8 key lessons for young trustees
I've been a trustee since I was 18 (and I'm now 23) and have served on the board of the incredibly dynamic, complicated and fantastic global children's charity - Plan UK. I have also been a trustee of Leap Confronting Conflict and Interact Worldwide. Most recently, I joined the board of Brook, the young persons sexual health charity.
Through these roles I have identified 8 critical lessons that I see repeated throughout the sector and some of them are unique to young trustees:
1. You will experience tokenism. I fundamentally disagree with tokenism. However, it has always niggles at me that many charities initially appoint younger trustees because they want to diversify their board for 'diversity sake' and sometimes appointments are therefore tokenistic. You can deal with it by turning the opportunity of your appointment into a challenge. use your time on the board and challenge yourself to demonstrate your ability. This will leave absolutely no doubt in anyone's mind that younger trustees can add just as much value as anyone else.

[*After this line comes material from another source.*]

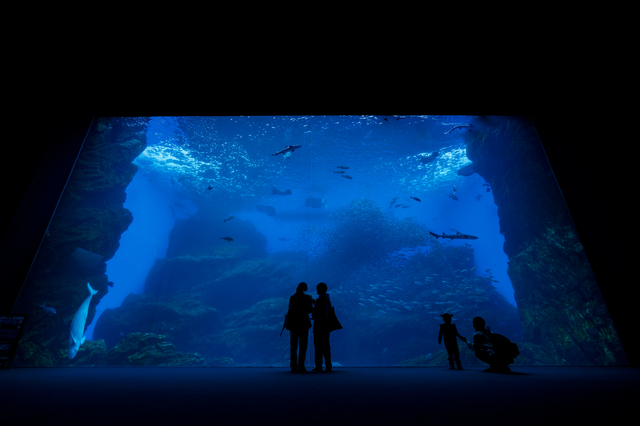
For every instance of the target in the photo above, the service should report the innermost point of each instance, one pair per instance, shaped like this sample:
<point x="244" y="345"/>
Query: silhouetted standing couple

2. Your age does matter. Of course, it shouldn't but I've always found that young trustees have to constantly 'prove themselves'. You're young: therefore people think you lack experience or the technical expertise and knowledge you need to be able to add value to the board. Although this may be true to some extent, boards operate as a team - you make decisions collectively and usually by consensus. There are times when older colleagues need help. Eventually, you may be one of the most experienced trustees on that Board and it's fascinating watching the tables turn. There is also real value in sometimes asking the most simplest of questions; someone with a lack of knowledge can often be exactly what the discussion needs. Oh, and every time you have an external guest, they will look confusingly at you and if they haven't been briefed will think you're the tea maker! When they learn you're one of the trustees they treat you differently; it is hilarious to watch but also quite frustrating. It feels a bit disappointing that they only treat you with respect because you have decision making powers.
3. You may get assigned 'youth issues' like participation or digital. In my experience this isn't because they don't trust you, but because there's an assumption that if you're young then you are a default digital expert, even if it's not part of your specific skill set. On the other hand, whilst you don't want to be pigeonholed this can be your chance to demonstrate your skills - so dive in, take a chance and ask for guidance, advice and support if you get lost.
4. You're not the only one who doesn't understand all the papers. I guarantee you that every time you ask a clarifying question about an element of the papers there will be another trustee in the room that gives a sigh of relief. You are responsible for ensuring that you understand the issues that you are making decisions on. So, ask away!
5. Governance is something you learn by being a part of it. Running organisations isn't easy and governance can be complicated, but knowing when you're over stepping the mark, or when you're not doing enough is something you learn on the job; governance is not really a textbook issue. Once you've mastered it, you'll find that most governance structures in most organisations share the same characteristics.
6. You may feel awkward more times than the rest of the board. UK boards are increasingly adopting the US model of asking trustees to donate money to the charity. Well, most young people don't have the kind of cash that charities are looking for at their disposal. Don't worry - if they engage you properly, you'll be an ambassador and donor for life. If you can't donate large sums, consider the possibility of a small, regular donation or maybe look into fundraising - who knows, you might raise a couple of grand! And remember, you are giving your time, there is value in that and a good board will recognise that; and, they cannot force you to donate.
7. You'll learn more than you ever thought you would. Whilst also simultaneously utilising your skills in ways that are unique and novel to you. And, you are in a very unique position of being surrounded by talented folk from whom you can learn an enormous lot from. You should evaluate your own skills gap and seek formal training to develop your knowledge which is both good for your CV but also makes you a better trustee.
8. You'll be in demand, externally. Young trustees are still a novelty for most charities. People will ask you to blog, to tweet, to speak at events, to present to boards and to demonstrate your story. It's great if you can say yes, but also remember that you can say 'no' especially if you have to focus on work or University or whatever you do in the day.
Finally, you'll have a great time. Enjoy it and please make it part of your role to share your story and champion charity trusteeship for everyone.